Search specialists and implementation teams
Search specialists and implementation teams use this module to validate configuration changes, inspect returned facets, review payload values, and understand how the engine responds to specific queries. They often use the advanced details to diagnose why a query behaves differently than expected.
Support and optimisation teams
Support and optimisation teams use this module when users report unclear search behaviour, missing products, irrelevant rankings, or unexpected filter output. The combined functional and technical view helps them reproduce the situation and narrow down the cause.
Content or catalogue owners
Content or catalogue owners use this module to spot possible data quality issues. For example, they may notice that products are difficult to find, grouped incorrectly, or missing from expected result sets because the underlying data does not support the intended search behaviour.
Example use case
A merchandiser wants a high-priority product group to be easier to find for a common search term. In Search results, the merchandiser tests the query, checks whether the expected products appear in the returned data, reviews the visible ranking, and confirms which filters and sort options are available. If the result still looks unclear, the merchandiser or a search specialist can open the advanced details to inspect the payload and response more closely.
How do you use Search results to improve search quality?
You can use this module as a structured optimisation tool.
- Test a realistic search query.
- Review the visible result page and technical details together.
- Check whether the query intent matches the returned results.
- Identify whether the issue is related to ranking, filtering, sorting, or returned data.
- Compare multiple queries to detect recurring patterns.
- Use the outcome to define the next optimisation step.
Common optimisation questions include whether the right products are shown, whether the sort order supports the expected search experience, whether filters help users refine effectively, and whether the underlying response contains the expected structure.
For more technical interpretation, your team can also use the internal Spotler Activate Search Debugger GPT as an additional aid when reading complex search output. Use it as support for interpretation, not as a replacement for validating the behaviour in your own environment.
What is the result of using this module?
By using Search results, you gain a clearer understanding of how the search engine behaves for specific queries and why a result page looks the way it does.
This helps you identify improvement opportunities in relevance, sorting, filtering, and result quality. It also helps teams work more efficiently because the module combines a practical result preview with technical debugging details in one place.
The end result is a more transparent search process and a better basis for improving the search experience in Spotler Activate Search.
FAQ
Does every account show the same results?
No. The output depends on the data, connected sources, and configuration available in the environment.

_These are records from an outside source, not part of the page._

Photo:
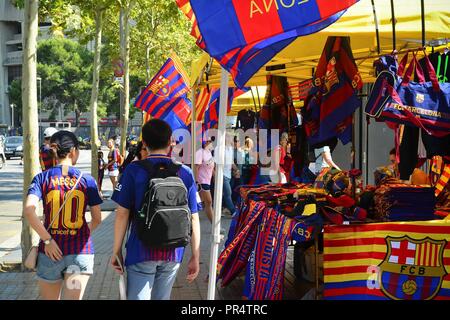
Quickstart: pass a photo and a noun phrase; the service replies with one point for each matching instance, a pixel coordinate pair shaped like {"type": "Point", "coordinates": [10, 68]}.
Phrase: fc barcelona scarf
{"type": "Point", "coordinates": [265, 269]}
{"type": "Point", "coordinates": [235, 256]}
{"type": "Point", "coordinates": [382, 261]}
{"type": "Point", "coordinates": [333, 98]}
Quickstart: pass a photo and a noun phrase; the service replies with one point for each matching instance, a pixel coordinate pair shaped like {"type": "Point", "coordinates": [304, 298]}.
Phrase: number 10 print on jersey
{"type": "Point", "coordinates": [69, 229]}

What is the difference between the visible result page and Advanced Search Result Details?
The visible result page shows what a user would experience, while Advanced Search Result Details shows the technical request and response behind that experience.
Why should I check both the payload and the results?
The payload helps you confirm what was sent, and the results help you confirm what was returned. You need both views to analyse search behaviour correctly.
Can I use this module for optimisation as well as troubleshooting?
Yes. The module is useful for both routine search improvements and for analysing unexpected search behaviour.